PANCREATIC CANCER ARTICLES
Pancreatic cancer is an aggressive disease often detected late because early stages rarely cause specific symptoms. Most tumors arise from exocrine cells, particularly pancreatic ductal adenocarcinoma, while a minority come from hormone‑producing endocrine cells. Key risk factors include age, smoking, chronic pancreatitis, type 2 diabetes, obesity, certain genetic syndromes, and family history.

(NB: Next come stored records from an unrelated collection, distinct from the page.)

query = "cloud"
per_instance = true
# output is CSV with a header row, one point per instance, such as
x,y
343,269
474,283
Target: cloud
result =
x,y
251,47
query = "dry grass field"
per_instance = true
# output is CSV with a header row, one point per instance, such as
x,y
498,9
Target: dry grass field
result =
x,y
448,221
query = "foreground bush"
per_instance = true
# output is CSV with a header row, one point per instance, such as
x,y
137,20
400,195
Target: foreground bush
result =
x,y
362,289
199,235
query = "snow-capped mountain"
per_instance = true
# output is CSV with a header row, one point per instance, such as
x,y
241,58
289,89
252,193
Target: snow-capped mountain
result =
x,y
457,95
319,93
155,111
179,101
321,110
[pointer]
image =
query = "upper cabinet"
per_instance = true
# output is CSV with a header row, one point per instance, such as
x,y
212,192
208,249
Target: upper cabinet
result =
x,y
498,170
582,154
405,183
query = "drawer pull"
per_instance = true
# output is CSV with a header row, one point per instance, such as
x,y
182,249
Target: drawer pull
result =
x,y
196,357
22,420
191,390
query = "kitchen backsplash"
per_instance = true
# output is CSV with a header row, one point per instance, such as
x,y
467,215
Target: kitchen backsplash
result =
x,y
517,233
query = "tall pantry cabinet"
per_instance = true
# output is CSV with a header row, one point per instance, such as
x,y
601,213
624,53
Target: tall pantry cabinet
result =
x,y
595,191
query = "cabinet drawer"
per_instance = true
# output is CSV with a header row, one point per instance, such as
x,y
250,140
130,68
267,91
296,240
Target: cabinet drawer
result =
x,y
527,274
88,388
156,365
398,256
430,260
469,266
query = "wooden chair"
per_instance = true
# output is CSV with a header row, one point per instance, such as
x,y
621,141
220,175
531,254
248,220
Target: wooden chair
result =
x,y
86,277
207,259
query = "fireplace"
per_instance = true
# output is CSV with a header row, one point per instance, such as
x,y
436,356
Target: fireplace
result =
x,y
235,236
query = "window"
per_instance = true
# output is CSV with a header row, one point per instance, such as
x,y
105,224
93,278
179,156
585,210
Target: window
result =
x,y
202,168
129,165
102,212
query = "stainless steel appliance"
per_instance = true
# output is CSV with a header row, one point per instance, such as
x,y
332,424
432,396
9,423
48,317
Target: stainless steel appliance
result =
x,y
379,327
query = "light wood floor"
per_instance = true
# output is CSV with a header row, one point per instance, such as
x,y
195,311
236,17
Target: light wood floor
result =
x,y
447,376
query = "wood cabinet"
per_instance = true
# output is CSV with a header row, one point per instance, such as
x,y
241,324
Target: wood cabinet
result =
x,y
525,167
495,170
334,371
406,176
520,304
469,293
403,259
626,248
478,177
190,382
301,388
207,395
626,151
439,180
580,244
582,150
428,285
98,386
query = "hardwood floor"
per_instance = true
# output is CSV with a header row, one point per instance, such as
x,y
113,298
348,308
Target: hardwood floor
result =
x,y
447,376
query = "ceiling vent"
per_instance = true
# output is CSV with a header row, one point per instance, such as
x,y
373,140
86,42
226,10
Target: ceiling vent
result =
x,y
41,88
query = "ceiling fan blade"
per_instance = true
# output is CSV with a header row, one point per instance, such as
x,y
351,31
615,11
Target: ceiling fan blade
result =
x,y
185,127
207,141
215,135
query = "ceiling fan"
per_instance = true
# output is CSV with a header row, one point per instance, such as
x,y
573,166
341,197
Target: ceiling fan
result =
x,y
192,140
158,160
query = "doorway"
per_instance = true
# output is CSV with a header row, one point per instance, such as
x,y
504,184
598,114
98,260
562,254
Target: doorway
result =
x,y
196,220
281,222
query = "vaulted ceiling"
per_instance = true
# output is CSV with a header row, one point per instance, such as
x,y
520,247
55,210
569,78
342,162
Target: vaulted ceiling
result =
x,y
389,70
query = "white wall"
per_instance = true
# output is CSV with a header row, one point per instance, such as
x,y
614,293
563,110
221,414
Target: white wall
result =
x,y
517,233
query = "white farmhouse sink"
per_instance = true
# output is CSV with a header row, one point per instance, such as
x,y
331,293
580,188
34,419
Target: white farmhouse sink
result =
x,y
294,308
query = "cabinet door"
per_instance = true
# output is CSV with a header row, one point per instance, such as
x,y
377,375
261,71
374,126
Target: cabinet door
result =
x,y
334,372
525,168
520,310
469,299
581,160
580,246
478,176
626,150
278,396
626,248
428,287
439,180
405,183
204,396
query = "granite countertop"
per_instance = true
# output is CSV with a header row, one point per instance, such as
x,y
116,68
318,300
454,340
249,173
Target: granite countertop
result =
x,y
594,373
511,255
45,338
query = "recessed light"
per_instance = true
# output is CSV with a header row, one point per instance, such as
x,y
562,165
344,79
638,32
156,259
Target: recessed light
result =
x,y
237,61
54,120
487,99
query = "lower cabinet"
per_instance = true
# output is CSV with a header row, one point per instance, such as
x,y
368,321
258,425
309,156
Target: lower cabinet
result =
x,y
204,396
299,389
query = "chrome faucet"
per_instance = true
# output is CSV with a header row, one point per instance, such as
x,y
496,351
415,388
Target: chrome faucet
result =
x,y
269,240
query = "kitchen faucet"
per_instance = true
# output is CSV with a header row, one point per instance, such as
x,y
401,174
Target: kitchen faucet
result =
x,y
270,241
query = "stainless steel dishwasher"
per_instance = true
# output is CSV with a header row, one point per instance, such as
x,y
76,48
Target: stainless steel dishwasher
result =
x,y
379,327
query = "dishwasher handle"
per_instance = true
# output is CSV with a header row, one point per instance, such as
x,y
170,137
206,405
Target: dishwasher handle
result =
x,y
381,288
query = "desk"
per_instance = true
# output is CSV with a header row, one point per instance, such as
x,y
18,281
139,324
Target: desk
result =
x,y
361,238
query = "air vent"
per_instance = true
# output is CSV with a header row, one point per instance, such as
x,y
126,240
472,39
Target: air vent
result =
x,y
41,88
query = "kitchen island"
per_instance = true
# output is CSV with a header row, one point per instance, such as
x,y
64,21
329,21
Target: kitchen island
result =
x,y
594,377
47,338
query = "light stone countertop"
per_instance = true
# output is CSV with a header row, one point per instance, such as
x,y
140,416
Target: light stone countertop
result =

Research shows that symptoms such as abdominal or back pain, jaundice, weight loss, loss of appetite, nausea, and new‑onset or worsening diabetes tend to appear only when the cancer is advanced. This delay in diagnosis is a major reason for the poor prognosis. Imaging techniques like CT, MRI, endoscopic ultrasound, and PET scans, together with biopsy and blood tests such as CA 19‑9, are used to diagnose and stage the disease, but there is still no reliable screening test for the general population.
Surgical removal of the tumor offers the best chance of long term survival, yet only a minority of patients are eligible at diagnosis. Standard treatments include surgery, chemotherapy, radiotherapy, and increasingly targeted therapies and immunotherapies guided by molecular profiling of the tumor. Researchers are studying mutations in genes such as KRAS, TP53, CDKN2A, and SMAD4, as well as pathways that support tumor growth and spread, to identify new drug targets.
Current research also focuses on blood and stool biomarkers, advanced imaging, and genetic risk scores to enable earlier detection, along with combination treatments that may improve survival and quality of life for patients with advanced disease.